Step Three: Pretreatment
The search engine will crawl the spider back to the page and perform various steps of preprocessing.
⒈ Extract Text
⒉ Chinese participle
⒊ to stop the word
⒋ eliminate noise (search engines need to identify and eliminate these noises, such as copyright notice text, navigation bars, advertising, etc.)
5. Forward Index
6. Inverted index
7. Link Relationship Calculation
8. Special document Processing
In addition to HTML files, search engines are usually able to crawl and index text based on a variety of file types, such as PDF, Word, WPS, XLS, PPT, TXT file and so on. We often see these file types in search results.
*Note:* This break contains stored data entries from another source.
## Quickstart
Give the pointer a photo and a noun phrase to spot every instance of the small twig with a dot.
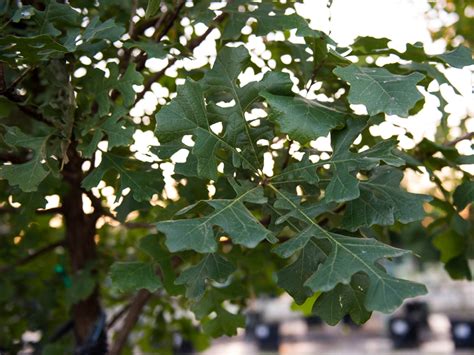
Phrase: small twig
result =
(466, 136)
(18, 79)
(46, 249)
(116, 317)
(287, 156)
(30, 111)
(192, 45)
(129, 225)
(55, 210)
(136, 308)
(131, 30)
(158, 36)
(14, 158)
(133, 12)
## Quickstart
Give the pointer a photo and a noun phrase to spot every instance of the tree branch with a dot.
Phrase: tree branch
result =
(192, 45)
(136, 308)
(158, 36)
(468, 135)
(31, 257)
(118, 315)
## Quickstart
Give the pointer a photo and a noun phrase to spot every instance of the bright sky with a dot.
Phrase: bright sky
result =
(402, 21)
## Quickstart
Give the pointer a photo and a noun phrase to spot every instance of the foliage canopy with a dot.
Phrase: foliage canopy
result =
(320, 223)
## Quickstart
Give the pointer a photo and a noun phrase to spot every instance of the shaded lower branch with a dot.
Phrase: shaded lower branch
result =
(46, 249)
(136, 308)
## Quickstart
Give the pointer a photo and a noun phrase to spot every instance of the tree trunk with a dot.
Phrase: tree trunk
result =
(80, 232)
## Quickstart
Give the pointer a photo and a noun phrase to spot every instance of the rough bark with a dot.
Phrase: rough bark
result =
(80, 232)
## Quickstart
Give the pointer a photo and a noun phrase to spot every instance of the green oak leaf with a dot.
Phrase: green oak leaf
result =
(458, 58)
(292, 278)
(97, 30)
(82, 285)
(464, 194)
(27, 176)
(187, 115)
(231, 215)
(144, 183)
(152, 246)
(152, 8)
(381, 91)
(382, 202)
(211, 267)
(350, 255)
(132, 276)
(349, 299)
(269, 18)
(98, 87)
(31, 50)
(304, 120)
(55, 14)
(224, 323)
(152, 49)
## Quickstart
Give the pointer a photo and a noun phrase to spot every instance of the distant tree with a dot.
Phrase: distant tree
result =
(116, 248)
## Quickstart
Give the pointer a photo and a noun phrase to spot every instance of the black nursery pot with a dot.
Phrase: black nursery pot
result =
(462, 333)
(404, 332)
(267, 336)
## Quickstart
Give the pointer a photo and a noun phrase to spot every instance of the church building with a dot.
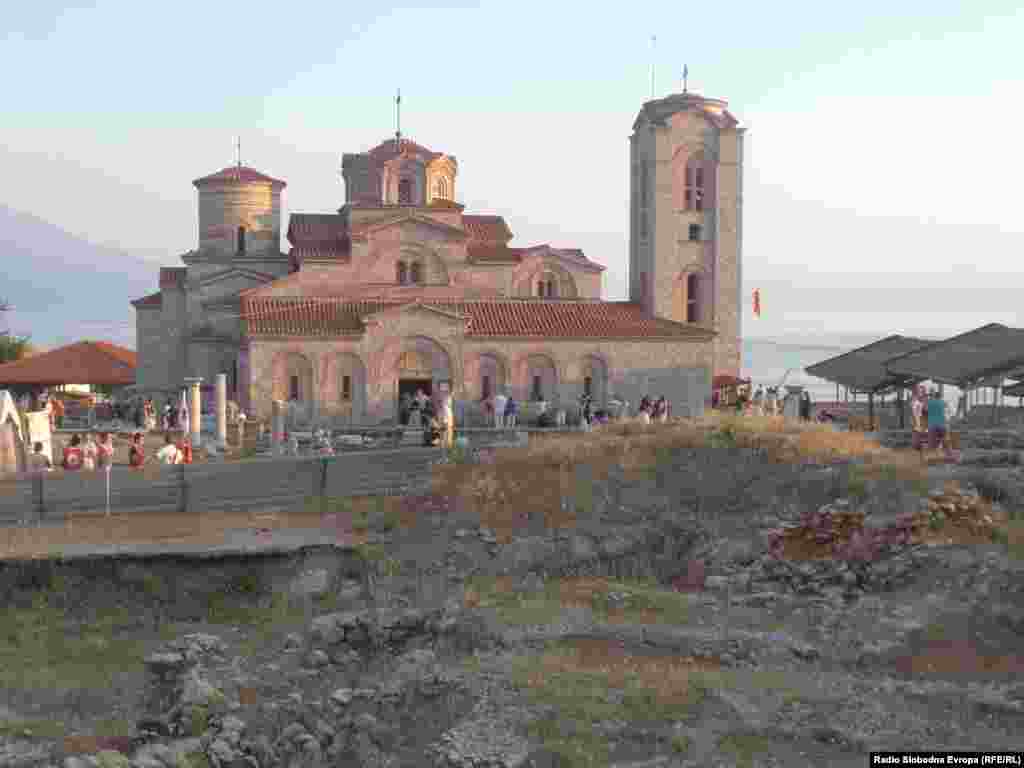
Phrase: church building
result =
(401, 289)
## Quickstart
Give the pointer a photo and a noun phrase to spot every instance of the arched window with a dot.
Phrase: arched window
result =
(547, 287)
(692, 286)
(695, 183)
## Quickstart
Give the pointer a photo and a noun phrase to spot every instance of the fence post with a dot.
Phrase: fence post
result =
(37, 482)
(182, 489)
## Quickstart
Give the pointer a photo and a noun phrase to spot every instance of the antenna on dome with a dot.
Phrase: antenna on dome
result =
(653, 39)
(397, 121)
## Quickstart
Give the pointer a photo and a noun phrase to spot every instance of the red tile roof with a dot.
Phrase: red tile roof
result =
(153, 300)
(493, 252)
(337, 252)
(84, 363)
(172, 275)
(486, 227)
(386, 150)
(488, 317)
(240, 174)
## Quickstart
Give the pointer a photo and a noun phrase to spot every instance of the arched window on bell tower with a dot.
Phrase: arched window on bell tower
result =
(692, 298)
(695, 190)
(440, 188)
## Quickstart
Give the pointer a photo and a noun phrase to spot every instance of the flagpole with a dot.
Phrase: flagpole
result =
(653, 39)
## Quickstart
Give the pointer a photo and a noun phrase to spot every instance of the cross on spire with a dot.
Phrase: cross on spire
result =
(397, 121)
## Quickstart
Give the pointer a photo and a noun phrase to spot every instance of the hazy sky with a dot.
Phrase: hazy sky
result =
(883, 175)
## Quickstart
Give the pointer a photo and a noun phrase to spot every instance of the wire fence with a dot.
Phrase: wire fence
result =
(45, 496)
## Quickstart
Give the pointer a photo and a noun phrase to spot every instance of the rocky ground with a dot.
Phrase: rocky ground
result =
(792, 616)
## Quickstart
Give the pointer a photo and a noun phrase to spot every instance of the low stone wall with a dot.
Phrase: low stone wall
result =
(181, 584)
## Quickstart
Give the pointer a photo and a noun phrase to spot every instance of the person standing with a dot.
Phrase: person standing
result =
(448, 418)
(39, 462)
(73, 454)
(89, 454)
(936, 420)
(136, 453)
(501, 401)
(104, 450)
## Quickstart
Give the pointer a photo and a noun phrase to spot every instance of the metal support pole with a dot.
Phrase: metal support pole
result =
(182, 489)
(323, 485)
(40, 505)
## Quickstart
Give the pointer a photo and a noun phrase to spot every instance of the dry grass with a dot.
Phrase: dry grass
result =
(542, 476)
(593, 681)
(639, 602)
(942, 658)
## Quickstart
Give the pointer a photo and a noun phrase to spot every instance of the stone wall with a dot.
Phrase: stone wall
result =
(662, 262)
(223, 208)
(151, 370)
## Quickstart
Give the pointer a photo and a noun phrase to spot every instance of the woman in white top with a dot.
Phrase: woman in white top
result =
(169, 453)
(89, 454)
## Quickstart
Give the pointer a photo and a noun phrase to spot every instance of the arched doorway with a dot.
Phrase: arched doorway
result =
(350, 381)
(594, 380)
(422, 365)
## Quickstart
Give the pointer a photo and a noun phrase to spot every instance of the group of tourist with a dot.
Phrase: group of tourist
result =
(501, 410)
(765, 401)
(420, 412)
(95, 452)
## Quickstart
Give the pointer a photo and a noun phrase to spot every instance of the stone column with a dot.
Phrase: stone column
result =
(196, 418)
(276, 426)
(221, 391)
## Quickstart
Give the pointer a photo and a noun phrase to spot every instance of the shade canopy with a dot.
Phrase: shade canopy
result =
(990, 352)
(1014, 390)
(863, 370)
(84, 363)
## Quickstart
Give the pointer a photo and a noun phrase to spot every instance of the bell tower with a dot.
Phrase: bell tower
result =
(686, 155)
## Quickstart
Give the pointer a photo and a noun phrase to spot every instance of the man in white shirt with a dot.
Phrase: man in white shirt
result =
(500, 402)
(169, 453)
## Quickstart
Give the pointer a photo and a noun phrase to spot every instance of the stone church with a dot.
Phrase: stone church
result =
(401, 289)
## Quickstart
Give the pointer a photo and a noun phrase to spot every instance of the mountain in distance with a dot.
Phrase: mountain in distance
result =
(64, 289)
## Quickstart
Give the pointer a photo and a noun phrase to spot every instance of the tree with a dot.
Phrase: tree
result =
(11, 347)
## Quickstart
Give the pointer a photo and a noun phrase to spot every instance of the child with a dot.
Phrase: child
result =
(136, 454)
(104, 450)
(39, 462)
(89, 453)
(73, 454)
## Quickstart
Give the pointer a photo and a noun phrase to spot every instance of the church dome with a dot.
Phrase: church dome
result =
(239, 174)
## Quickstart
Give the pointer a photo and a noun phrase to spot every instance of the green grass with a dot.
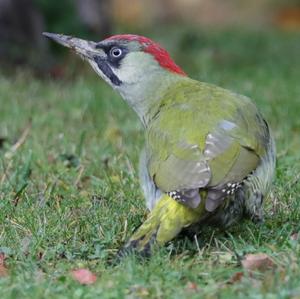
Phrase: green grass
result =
(70, 197)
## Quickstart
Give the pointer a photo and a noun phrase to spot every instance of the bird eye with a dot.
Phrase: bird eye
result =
(115, 52)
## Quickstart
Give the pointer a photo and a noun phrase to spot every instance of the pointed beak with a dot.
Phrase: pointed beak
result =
(86, 49)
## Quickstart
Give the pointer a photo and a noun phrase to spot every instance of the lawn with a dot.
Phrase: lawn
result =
(69, 191)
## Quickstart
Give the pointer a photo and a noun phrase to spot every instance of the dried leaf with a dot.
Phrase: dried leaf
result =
(295, 237)
(3, 269)
(84, 276)
(236, 277)
(191, 286)
(139, 291)
(259, 261)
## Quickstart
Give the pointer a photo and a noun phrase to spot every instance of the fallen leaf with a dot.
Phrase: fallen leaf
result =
(191, 286)
(236, 277)
(139, 291)
(3, 269)
(259, 261)
(295, 236)
(84, 276)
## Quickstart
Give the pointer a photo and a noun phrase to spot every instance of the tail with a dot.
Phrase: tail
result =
(164, 222)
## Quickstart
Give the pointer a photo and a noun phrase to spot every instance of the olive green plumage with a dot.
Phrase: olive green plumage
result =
(204, 138)
(209, 157)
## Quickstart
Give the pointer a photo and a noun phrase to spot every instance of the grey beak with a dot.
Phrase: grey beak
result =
(86, 49)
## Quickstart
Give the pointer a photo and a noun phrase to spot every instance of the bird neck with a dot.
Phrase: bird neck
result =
(148, 90)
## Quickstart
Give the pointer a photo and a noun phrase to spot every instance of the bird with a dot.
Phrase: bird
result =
(209, 157)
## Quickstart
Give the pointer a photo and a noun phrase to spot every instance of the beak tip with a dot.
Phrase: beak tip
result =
(47, 34)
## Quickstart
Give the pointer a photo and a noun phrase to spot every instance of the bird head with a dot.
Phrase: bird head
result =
(134, 65)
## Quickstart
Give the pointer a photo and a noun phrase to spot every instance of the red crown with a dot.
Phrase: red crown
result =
(153, 48)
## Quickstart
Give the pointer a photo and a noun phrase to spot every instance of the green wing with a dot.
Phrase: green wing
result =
(202, 136)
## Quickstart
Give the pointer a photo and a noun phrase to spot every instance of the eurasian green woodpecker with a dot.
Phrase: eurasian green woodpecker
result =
(209, 157)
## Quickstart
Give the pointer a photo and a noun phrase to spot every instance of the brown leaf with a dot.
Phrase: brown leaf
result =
(259, 261)
(236, 277)
(3, 269)
(84, 276)
(295, 237)
(191, 286)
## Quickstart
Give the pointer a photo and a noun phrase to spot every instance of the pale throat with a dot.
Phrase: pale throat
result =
(148, 88)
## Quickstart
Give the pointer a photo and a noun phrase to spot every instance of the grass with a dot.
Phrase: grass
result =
(70, 197)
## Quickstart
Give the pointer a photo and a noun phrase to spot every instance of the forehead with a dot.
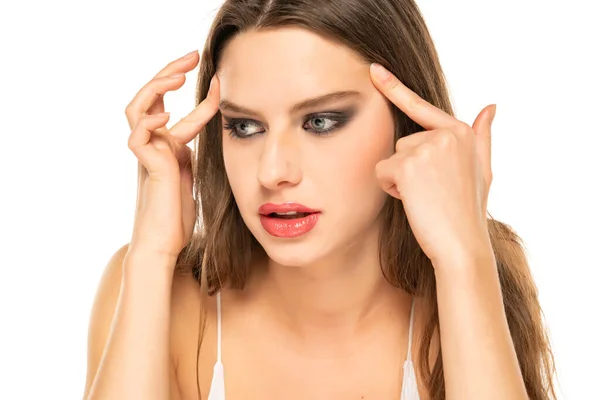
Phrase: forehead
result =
(273, 69)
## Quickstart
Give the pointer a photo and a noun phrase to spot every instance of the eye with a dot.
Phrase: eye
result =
(322, 124)
(242, 128)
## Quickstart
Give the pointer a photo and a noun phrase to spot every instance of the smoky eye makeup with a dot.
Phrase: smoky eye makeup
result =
(317, 123)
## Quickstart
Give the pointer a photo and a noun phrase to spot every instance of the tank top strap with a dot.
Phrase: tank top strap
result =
(410, 329)
(218, 327)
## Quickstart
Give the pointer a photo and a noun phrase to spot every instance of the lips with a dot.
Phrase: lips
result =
(285, 208)
(288, 220)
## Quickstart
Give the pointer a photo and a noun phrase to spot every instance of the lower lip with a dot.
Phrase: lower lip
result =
(288, 228)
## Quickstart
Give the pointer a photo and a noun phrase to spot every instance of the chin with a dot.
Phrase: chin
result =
(292, 253)
(299, 251)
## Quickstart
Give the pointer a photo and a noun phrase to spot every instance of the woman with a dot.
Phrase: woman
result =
(344, 248)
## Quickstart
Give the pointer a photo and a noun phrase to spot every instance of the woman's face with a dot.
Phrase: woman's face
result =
(282, 145)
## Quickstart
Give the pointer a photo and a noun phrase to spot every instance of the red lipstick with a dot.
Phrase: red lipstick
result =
(287, 220)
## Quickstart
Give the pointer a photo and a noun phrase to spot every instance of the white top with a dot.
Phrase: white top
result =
(409, 380)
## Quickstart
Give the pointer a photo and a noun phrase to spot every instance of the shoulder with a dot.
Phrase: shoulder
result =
(193, 344)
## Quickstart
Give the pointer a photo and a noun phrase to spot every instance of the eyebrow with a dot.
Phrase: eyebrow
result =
(226, 105)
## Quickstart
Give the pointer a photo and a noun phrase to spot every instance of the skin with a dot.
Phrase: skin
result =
(317, 320)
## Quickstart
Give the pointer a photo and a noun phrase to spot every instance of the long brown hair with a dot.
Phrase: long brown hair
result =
(392, 33)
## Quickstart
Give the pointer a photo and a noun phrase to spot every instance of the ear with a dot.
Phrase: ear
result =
(483, 140)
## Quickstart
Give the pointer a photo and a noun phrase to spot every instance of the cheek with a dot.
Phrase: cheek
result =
(237, 167)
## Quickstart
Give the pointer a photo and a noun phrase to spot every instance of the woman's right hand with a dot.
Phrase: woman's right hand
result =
(165, 213)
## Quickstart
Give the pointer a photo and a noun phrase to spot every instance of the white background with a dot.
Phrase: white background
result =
(68, 69)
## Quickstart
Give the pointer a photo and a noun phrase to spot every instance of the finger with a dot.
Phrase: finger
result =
(182, 65)
(483, 139)
(140, 137)
(149, 94)
(179, 66)
(386, 172)
(417, 109)
(188, 127)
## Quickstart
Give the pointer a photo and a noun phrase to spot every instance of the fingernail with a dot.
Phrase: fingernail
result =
(191, 54)
(380, 72)
(492, 112)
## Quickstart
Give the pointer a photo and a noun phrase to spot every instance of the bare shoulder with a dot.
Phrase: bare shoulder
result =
(187, 316)
(101, 316)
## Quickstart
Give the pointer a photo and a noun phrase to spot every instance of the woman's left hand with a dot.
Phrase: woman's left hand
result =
(441, 175)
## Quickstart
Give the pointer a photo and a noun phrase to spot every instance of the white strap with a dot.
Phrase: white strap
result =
(218, 327)
(410, 329)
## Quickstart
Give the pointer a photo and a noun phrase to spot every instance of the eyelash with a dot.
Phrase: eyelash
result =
(340, 121)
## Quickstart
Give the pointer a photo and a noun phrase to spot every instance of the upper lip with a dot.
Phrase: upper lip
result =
(270, 208)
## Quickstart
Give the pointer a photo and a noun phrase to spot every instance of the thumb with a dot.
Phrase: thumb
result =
(483, 138)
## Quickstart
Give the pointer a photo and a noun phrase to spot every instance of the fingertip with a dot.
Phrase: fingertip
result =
(492, 112)
(380, 72)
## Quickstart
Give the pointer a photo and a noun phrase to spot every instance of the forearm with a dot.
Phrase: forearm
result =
(135, 362)
(480, 361)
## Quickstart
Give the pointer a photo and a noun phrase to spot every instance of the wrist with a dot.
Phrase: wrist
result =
(478, 254)
(147, 266)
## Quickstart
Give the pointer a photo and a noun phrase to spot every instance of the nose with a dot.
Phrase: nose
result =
(279, 164)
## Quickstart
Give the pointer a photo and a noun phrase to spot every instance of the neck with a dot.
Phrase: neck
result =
(342, 296)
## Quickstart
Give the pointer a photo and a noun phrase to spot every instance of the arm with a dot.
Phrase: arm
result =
(128, 343)
(480, 361)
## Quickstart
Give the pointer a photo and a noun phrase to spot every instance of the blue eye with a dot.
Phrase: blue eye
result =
(322, 124)
(242, 128)
(318, 124)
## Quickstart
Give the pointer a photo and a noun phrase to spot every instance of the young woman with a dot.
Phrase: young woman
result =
(343, 249)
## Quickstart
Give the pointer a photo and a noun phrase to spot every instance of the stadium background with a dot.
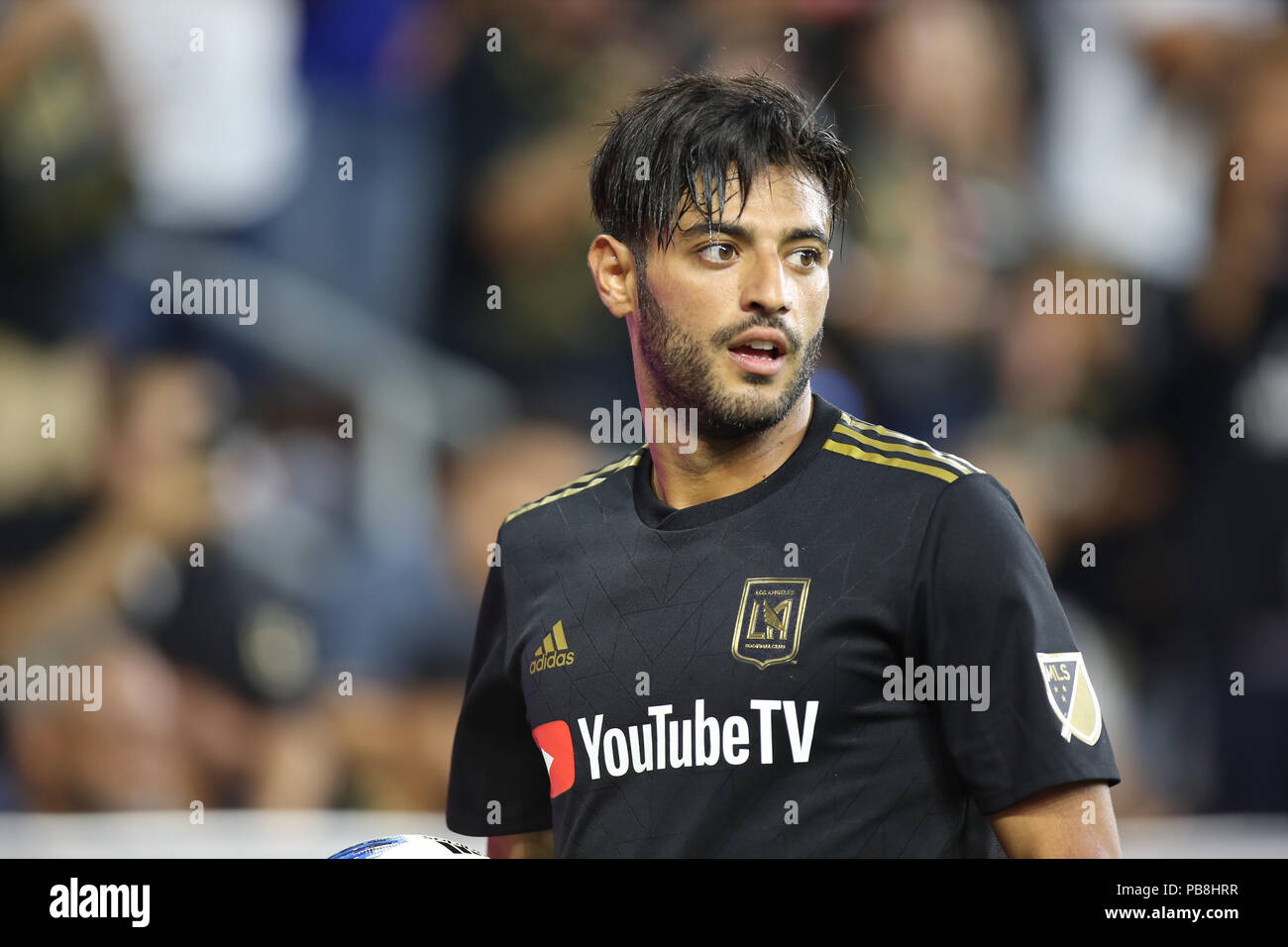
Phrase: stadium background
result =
(368, 554)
But search engines can not deal with pictures, videos, Flash, such as non-text content, and can not execute scripts and programs.
Fourth step: Ranking
After the user enters the keyword in the search box, the ranking program calls the index database data, calculates the rank display to the user, the ranking process and the user direct interaction. However, as a result of the large number of search engine data, although to achieve a daily there are small updates, but the general situation search engine ranking rules are based on the day, week, month different amplitude of the update.